De plus, ces deux analyses sous-estiment les conséquences sociales de ce déclin artificiel.

L’architecture tacite du pouvoir
Nili et Fazeli éclairent des dimensions cruciales de la crise iranienne, de la mauvaise gestion économique à l’érosion institutionnelle. Mais pour bien comprendre l’effondrement de l’État, il faut aller plus loin : examiner la conception délibérée d’un système conçu pour concentrer le pouvoir, museler l’opposition et entraver la capacité de l’État à se réformer.

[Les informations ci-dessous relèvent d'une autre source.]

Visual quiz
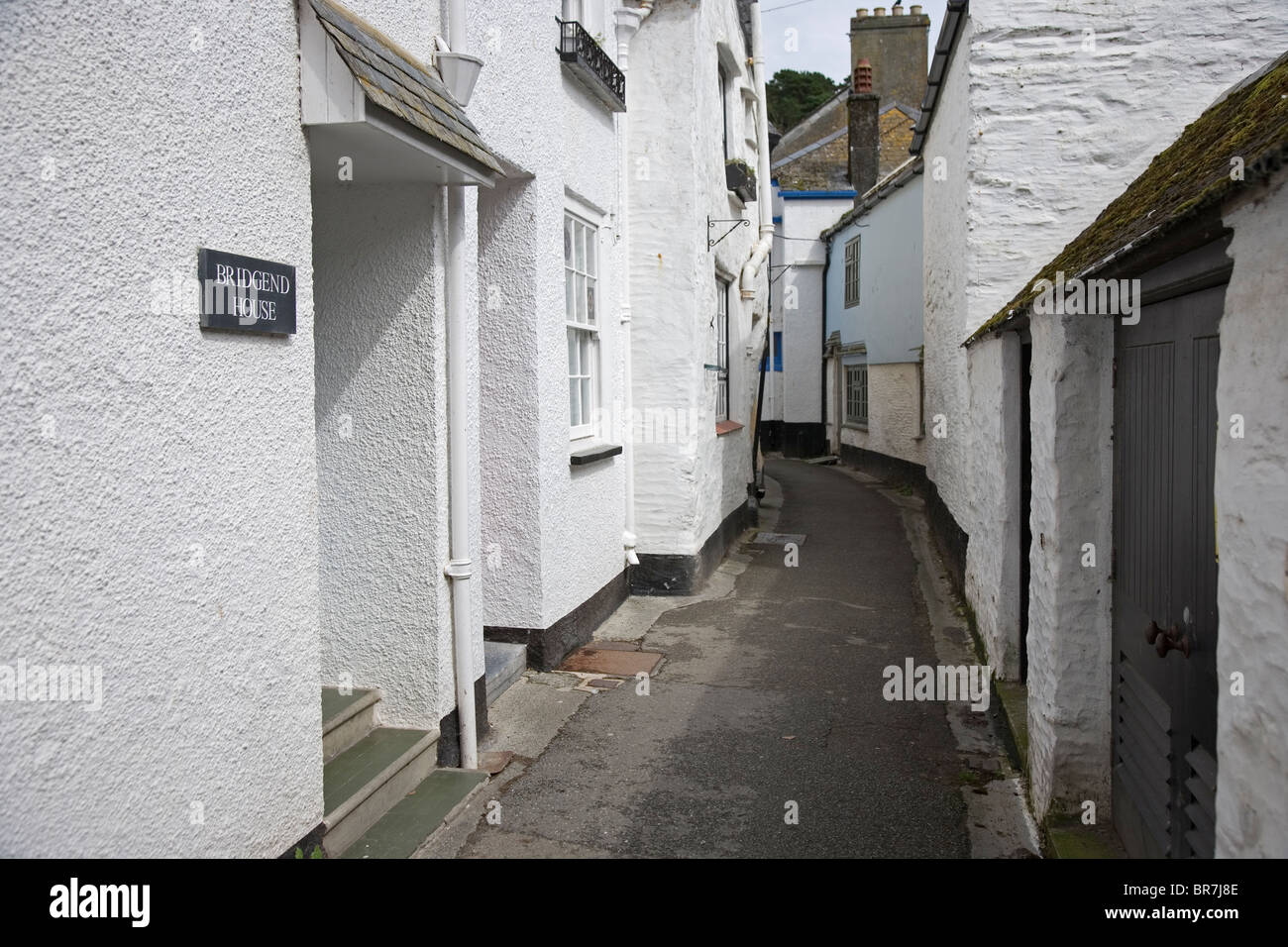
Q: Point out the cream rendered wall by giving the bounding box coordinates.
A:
[1216,165,1288,858]
[471,0,630,636]
[626,0,767,556]
[0,0,322,857]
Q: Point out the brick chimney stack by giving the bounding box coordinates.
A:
[846,59,881,195]
[850,4,930,108]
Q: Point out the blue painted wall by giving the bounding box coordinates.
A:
[824,174,923,365]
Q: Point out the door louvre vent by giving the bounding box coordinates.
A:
[1115,655,1172,857]
[1185,742,1216,858]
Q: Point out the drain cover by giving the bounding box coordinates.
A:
[751,532,805,546]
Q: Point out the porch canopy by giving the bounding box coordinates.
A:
[300,0,503,187]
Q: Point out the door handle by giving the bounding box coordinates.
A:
[1145,621,1190,657]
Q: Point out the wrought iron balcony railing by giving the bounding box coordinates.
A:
[555,17,626,112]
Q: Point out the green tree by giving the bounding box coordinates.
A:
[765,69,845,134]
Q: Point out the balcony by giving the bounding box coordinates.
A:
[555,17,626,112]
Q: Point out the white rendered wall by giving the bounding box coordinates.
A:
[763,197,854,424]
[0,0,322,857]
[1020,316,1115,822]
[626,0,767,556]
[469,0,630,627]
[923,0,1288,680]
[1216,171,1288,858]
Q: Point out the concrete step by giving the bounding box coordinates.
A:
[322,727,438,858]
[344,770,486,858]
[483,642,528,706]
[322,686,381,762]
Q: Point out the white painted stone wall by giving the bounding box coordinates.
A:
[1216,165,1288,858]
[1020,316,1115,821]
[471,0,630,636]
[626,0,768,556]
[963,333,1025,681]
[0,0,322,857]
[923,0,1288,700]
[828,362,926,466]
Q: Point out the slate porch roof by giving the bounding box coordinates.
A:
[965,53,1288,346]
[308,0,503,174]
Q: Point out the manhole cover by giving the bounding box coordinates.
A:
[751,532,805,546]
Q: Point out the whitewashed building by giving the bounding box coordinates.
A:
[626,0,773,594]
[0,0,768,857]
[913,0,1288,856]
[472,0,628,669]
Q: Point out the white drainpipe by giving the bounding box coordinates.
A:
[617,0,653,566]
[443,0,480,770]
[739,0,774,300]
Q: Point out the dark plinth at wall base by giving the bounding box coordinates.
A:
[278,822,326,858]
[778,421,827,458]
[630,501,759,595]
[926,480,970,595]
[568,445,622,467]
[438,674,486,767]
[841,443,930,493]
[483,570,631,672]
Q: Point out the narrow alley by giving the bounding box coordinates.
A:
[432,460,1034,857]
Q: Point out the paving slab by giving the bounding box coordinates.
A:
[559,646,662,678]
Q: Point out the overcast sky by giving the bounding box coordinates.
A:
[760,0,948,81]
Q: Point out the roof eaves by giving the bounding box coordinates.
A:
[909,0,970,155]
[962,53,1288,347]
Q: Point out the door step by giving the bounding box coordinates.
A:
[322,727,438,858]
[322,686,381,760]
[343,770,486,858]
[483,642,528,706]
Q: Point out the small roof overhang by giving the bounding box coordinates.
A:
[300,0,505,187]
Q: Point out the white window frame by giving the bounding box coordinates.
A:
[845,362,870,427]
[563,207,602,441]
[845,235,863,309]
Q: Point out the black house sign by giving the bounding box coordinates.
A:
[197,249,295,335]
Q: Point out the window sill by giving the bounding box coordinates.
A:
[568,445,622,467]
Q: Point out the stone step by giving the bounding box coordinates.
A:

Toute analyse de la crise de gouvernance iranienne qui ne prend pas en compte le rôle du système du Velayat-e Faqih, ainsi que les réseaux de pouvoir, de clientélisme et de répression qui entourent le Guide suprême, est inévitablement vouée à l’échec. La « mafia soutenant Khamenei », composée d’institutions parallèles, de conglomérats militaro-financiers et de chiens de garde idéologiques, est devenue le véritable architecte du déclin de l’État iranien.

Tant que ces structures resteront intactes et irresponsables, tout espoir de réforme économique ou de renouveau sociopolitique restera illusoire. Le problème ne réside pas seulement dans l’échec de la gouvernance : c’est un système qui fonctionne exactement comme prévu : pour se préserver aux dépens de la nation.